Blog | Tuesday, March 13, 2012

QD: News Every Day--Circumcision may cut prostate cancer risk


Circumcision before first sexual intercourse is associated with a lower risk of prostate cancer, suggesting that the disease, like many other cancers, sometimes has an infectious source.

Circumcisions reduce the rates of infection from sexually transmitted diseases, and now researchers are establishing the next step--fewer infections may results in fewer cancers.

They conducted a population-based, case-control study of prostate cancer in King County, Washington, with prostate cancer reported in the Seattle-Puget Sound Surveillance, Epidemiology, and End Results (SEER) cancer registry. Self-reported circumcision status, age at circumcision, and age at first sexual intercourse were recorded along with a history of sexually transmitted infections or prostatitis.
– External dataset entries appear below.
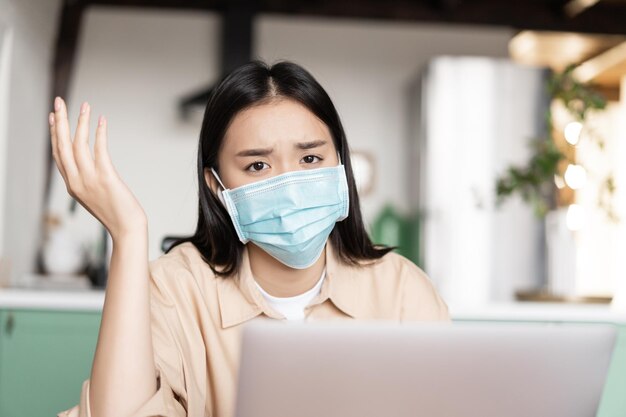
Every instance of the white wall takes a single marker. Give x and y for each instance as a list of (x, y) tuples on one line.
[(134, 65), (33, 27)]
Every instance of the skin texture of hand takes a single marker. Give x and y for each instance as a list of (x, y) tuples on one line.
[(93, 180)]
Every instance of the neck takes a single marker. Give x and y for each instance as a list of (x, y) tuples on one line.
[(279, 280)]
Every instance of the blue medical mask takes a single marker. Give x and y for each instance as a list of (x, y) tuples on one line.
[(291, 215)]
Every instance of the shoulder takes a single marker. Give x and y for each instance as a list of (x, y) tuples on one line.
[(415, 295), (177, 272)]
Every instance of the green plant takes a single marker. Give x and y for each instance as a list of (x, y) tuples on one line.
[(535, 182)]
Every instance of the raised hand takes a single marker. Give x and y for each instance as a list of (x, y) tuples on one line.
[(92, 180)]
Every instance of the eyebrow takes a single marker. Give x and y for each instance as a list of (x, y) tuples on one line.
[(266, 151), (256, 152), (311, 145)]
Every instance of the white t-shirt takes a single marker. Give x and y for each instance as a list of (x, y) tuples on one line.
[(293, 307)]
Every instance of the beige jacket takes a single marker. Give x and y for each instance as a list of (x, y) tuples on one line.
[(197, 318)]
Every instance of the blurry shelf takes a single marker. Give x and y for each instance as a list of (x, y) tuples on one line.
[(46, 299), (540, 311)]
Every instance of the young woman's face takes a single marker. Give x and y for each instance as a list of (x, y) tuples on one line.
[(270, 139)]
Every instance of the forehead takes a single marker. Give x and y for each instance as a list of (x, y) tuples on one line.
[(274, 124)]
Results appeared in Cancer on March 12.

Data from 1,754 cases and 1,645 controls were compared. Circumcision before first sexual intercourse was associated with a 15% reduction in risk of prostate cancer compared to that of uncircumcised men (95% confidence interval [CI], 0.73 to 0.99). This risk reduction was observed for cases with both less aggressive (odds ratio [OR], 0.88; 95% CI, 0.74 to 1.04) and more aggressive (OR, 0.82; 95% CI, 0.66 to 1.00) prostate cancers.

The authors noted that infections are estimated to be the cause of 17% of cancers, including:
--Viruses: HHV8 and Kaposi’s sarcoma; hepatitis B and/or C and liver carcinoma; HPV and cervical/anal/genital carcinoma;
--Bacteria: Helicobacter pylori and gastric carcinoma;
--Parasites: Schistosomiasis haematobium and bladder carcinoma

Infections may cause chronic inflammation, with leads to a cascade of events that ultimately damage DNA, the authors reported. Viruses can dig into DNA, causing the cells to change. And, diseases can impair immunity, and the body's ability to eradicate tumor cells.